The Birthday Party

A hostess invites b boys and g girls to a party. What is the probability that at least one of the boys will have the same birthday as at least one of the girls?

There is a simple approximate solution that is valid if the number of boys and girls is small with respect to the number of available birthdays.

If we compare each of the boys with all of the girls there will be a total of  b·g  comparisons. The probability of no match for any particular comparison is 364/365. If the comparisons are independent of each other the probability that none of the boys will match any of the girls is

q = (364/365)^bg

and the probability sought is 1 - q.

The comparisons are independent only if there is no duplication of birthdays amongst the boys or the girls. If b and g both are small with respect to 365 the probability of no duplication is high and the probability of any configuration involving duplicate birthdays is low, and there is but a small error in considering the comparisons to be independent. If one specifies that the numbers of boys and girls are the same and inquires how many will be needed for a 50% probability that at least one of the boys will have the same birthday as at least one of the girls, solving the above expression gives b = g = 16, which is the same answer given by the exact solution below.

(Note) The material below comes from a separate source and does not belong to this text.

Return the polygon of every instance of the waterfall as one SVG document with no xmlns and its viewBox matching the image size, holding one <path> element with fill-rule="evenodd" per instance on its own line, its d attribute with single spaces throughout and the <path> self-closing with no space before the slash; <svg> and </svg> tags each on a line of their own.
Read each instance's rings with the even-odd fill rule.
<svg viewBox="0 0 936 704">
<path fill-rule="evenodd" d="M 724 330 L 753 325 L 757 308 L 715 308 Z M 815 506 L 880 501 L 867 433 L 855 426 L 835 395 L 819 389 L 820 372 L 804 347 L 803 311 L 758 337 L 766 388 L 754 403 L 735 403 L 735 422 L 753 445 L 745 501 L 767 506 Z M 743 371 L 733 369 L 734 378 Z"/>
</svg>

For an exact solution we must allow for the possibility of duplicate birthdays within a group. We can use a result on the Birthday Paradox page to state the probability that b boys will have exactly k distinct birthdays as

D(b,k) = T(b,k) COMB(d,k)/d^b

We are using d to represent the number of available birthdays and COMB(m.n) is the combinatorial function. Usually we will use d = 365. Given that there are k distinct birthdays amongst the boys, the probability that none of the girls has any of these birthdays is

((d - k)/d)^g

There may be anywhere from one to b distinct birthdays among the boys (with an upper limit of d), so that q, the probability of no matching birthdays between the boys and the girls is the sum of the products of the above two expressions from k = 1 to b or from k = 1 to 365, whichever is less, and the probability of at least one match is 1 - q.

The exact solution is computationally more difficult than the approximate solution. For one thing it is difficult to generate values of T(m,n) to order outside of a special computing environment such as a computer algebra system. Consequently one may be reduced to the use of tables of T(m,n) or to an approximation.

This appears to be a new problem and contributions by Robert Israel and Glenn C. Rhodes are gratefully acknowledged.